I’ve been without Internet for the past five days. I would love to be able to say that I decided to take a digital sabbatical as a way to refresh myself. Unfortunately, due to storms and the joys of finicky technology, I was forced to unplug this week. (The picture above is the inside of our tech closet. My husband sure has fun with his toys.)
Whether it was voluntary or not, it really showed me how incredibly dependent I am on the Internet. I couldn’t do my typical blog reading, reply to comments here, do research of any kind, or even print out math worksheets for my kids. If I stood out in the rain I could occasionally get enough signal to download email to my phone. Pretty desperate, right?
I was reading Everett Bogue’s book, Minimalist Business: How to Live and Work Anywhere, and he talks about how much more productive you can be by only checking your email once a day. I’m embarrassed to admit this. I’m not sure I could do that, but I’d really like to try. I think I’ll try by sticking to a few specific times during the day to check my email instead of having it open and automatically checking for new email all the time.
It did make me wonder though, what did I used to do before I had constant online access? In fact, what did my parents do before the Internet and the complete dependence on the technology of today? No one felt like something was missing because no one was dependent on it yet.

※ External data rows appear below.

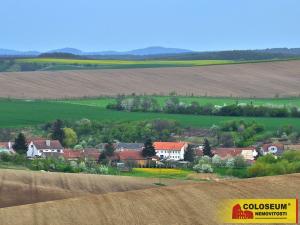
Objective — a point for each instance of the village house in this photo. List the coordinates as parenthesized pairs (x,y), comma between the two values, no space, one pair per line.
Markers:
(295,147)
(135,158)
(273,148)
(170,150)
(129,146)
(44,148)
(89,154)
(6,147)
(248,152)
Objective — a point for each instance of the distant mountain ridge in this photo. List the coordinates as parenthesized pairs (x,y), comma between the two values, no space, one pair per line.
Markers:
(155,50)
(158,53)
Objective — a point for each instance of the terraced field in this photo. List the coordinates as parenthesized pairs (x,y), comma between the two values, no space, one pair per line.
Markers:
(20,113)
(262,80)
(189,204)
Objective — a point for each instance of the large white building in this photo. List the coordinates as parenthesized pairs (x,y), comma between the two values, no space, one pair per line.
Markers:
(43,148)
(170,150)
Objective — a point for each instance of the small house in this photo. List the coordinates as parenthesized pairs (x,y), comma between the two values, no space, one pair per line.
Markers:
(170,150)
(273,148)
(44,148)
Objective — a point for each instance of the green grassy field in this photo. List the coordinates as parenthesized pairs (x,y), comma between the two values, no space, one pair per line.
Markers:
(20,113)
(124,62)
(159,173)
(280,102)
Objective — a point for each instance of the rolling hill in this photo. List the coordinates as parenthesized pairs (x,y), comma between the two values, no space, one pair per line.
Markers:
(189,204)
(260,80)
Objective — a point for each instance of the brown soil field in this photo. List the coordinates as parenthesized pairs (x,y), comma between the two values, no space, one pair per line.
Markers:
(188,204)
(25,187)
(266,79)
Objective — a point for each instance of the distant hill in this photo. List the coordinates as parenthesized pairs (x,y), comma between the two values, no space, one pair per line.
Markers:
(161,53)
(9,52)
(157,51)
(58,55)
(73,51)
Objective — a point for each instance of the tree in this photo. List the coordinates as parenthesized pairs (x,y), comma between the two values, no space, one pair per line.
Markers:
(57,131)
(207,149)
(109,151)
(148,150)
(70,137)
(20,145)
(189,154)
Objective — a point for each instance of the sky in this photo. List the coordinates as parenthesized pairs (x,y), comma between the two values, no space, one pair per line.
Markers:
(98,25)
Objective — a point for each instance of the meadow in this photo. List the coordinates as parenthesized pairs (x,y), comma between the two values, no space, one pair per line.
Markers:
(276,102)
(20,113)
(126,63)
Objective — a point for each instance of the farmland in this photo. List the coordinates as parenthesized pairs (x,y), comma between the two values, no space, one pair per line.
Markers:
(259,80)
(192,204)
(276,102)
(128,63)
(20,113)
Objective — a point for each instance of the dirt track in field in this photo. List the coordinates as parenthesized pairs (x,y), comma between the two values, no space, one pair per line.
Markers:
(244,80)
(24,187)
(187,204)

These past five days have convinced me that I need to make time for our family to unplug more on a regular basis. I am hoping that choosing to do it would feel different than unexpectedly losing it. It’s time to examine priorities and plan some non-digital family fun.
Do you struggle with a dependence on the digital world? What steps have you taken to help battle it? I’d love to hear your personal stories and suggestions.